I was born in North Carolina but I don’t say I’m from there. I lived there for about 7 years but no one in my family lives there so I just say I’m from Florida even though I’ve only lived there for probably 3 years. When we lived in the states the absence of my dad wasn’t rare, he was always deployed. I learned early that “Dad” was a voice on a grainy line, and “Home” was a place where we waited for the military to tell us where to go. But when the orders came for us to move the world just became more chaotic.
I have seen exotic animals in the wild in the deserts of Africa and I have traced the iron of the Eiffel Tower against a European sky. I’ve traveled to people’s dream destinations at only 16 and seen more than most people my age. To an outsider, my life is a gallery of postcards and wonderful sights. But to me, those postcards are just pieces of paper. Every city I’ve loved is a place I can never truly go back to, because the people who made those cities bearable are scattered like fish across the seas. There’s an expiration date in any place you live no matter how much you love it.

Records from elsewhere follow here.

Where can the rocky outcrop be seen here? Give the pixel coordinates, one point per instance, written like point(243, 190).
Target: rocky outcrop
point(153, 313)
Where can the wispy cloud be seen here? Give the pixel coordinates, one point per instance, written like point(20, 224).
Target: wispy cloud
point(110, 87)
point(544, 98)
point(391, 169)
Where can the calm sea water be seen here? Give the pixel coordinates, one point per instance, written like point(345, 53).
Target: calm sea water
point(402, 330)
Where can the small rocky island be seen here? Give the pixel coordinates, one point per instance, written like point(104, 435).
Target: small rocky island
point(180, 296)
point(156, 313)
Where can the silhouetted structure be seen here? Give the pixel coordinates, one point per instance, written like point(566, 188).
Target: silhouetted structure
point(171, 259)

I have never had a friendship that survived 4 years because of this. I have spent my life building connections out of sand, knowing the tide of orders to another place would eventually rise to wash them away. While ordinary children have their heights carved into the same wooden doorframe for 18 years, I have spent my life scanning new cafeterias, figuring out new languages, and rehearsing the same hollow introduction. I don’t have a childhood best friend. I have a graveyard of digital ghost towns, group chats that went silent in 2022, voices that I can’t quite hear anymore and faces I can no longer recognize.

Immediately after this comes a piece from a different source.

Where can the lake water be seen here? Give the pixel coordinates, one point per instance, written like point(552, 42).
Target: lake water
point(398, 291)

For 4 years I have been anchored here on this island, a witness to a disappearing class. I have stood on the curb and watched the moving trucks swallow the lives of everyone I grew to love. I watch them go, and I stay behind. I look at the sea of faces in the hallways and realize I am surrounded by strangers who replaced all the people I once knew.

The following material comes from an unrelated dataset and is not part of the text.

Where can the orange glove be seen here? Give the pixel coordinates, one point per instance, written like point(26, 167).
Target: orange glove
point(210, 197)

People ask me where I’m from, and the question feels like a bruise. I have no soil to claim. I have no hometown to pine for. I am a citizen of everywhere and a resident of nowhere. My only home isn’t a building or a zip code. It is the small circle of my family. They are the only ones the military cannot take away from me. They are my only borders, my only steady ground. We are a family of five, traveling through a world that refuses to let us plant roots. I look at the strangers who will walk across the graduation stage beside me and the ghosts of the friends who should have been there. I’ve been having to fit my whole life in cardboard boxes and having to learn the hallways of homes that were never mine. Though on paper my life seems like a dream, once you live it you would yearn for a place to call home. I would trade every sunset I have seen across the whole world for one porch light that never has to be turned off, a friend that’s known me since elementary school and one single, quiet street where I could finally, for the first time in my life, simply, stay.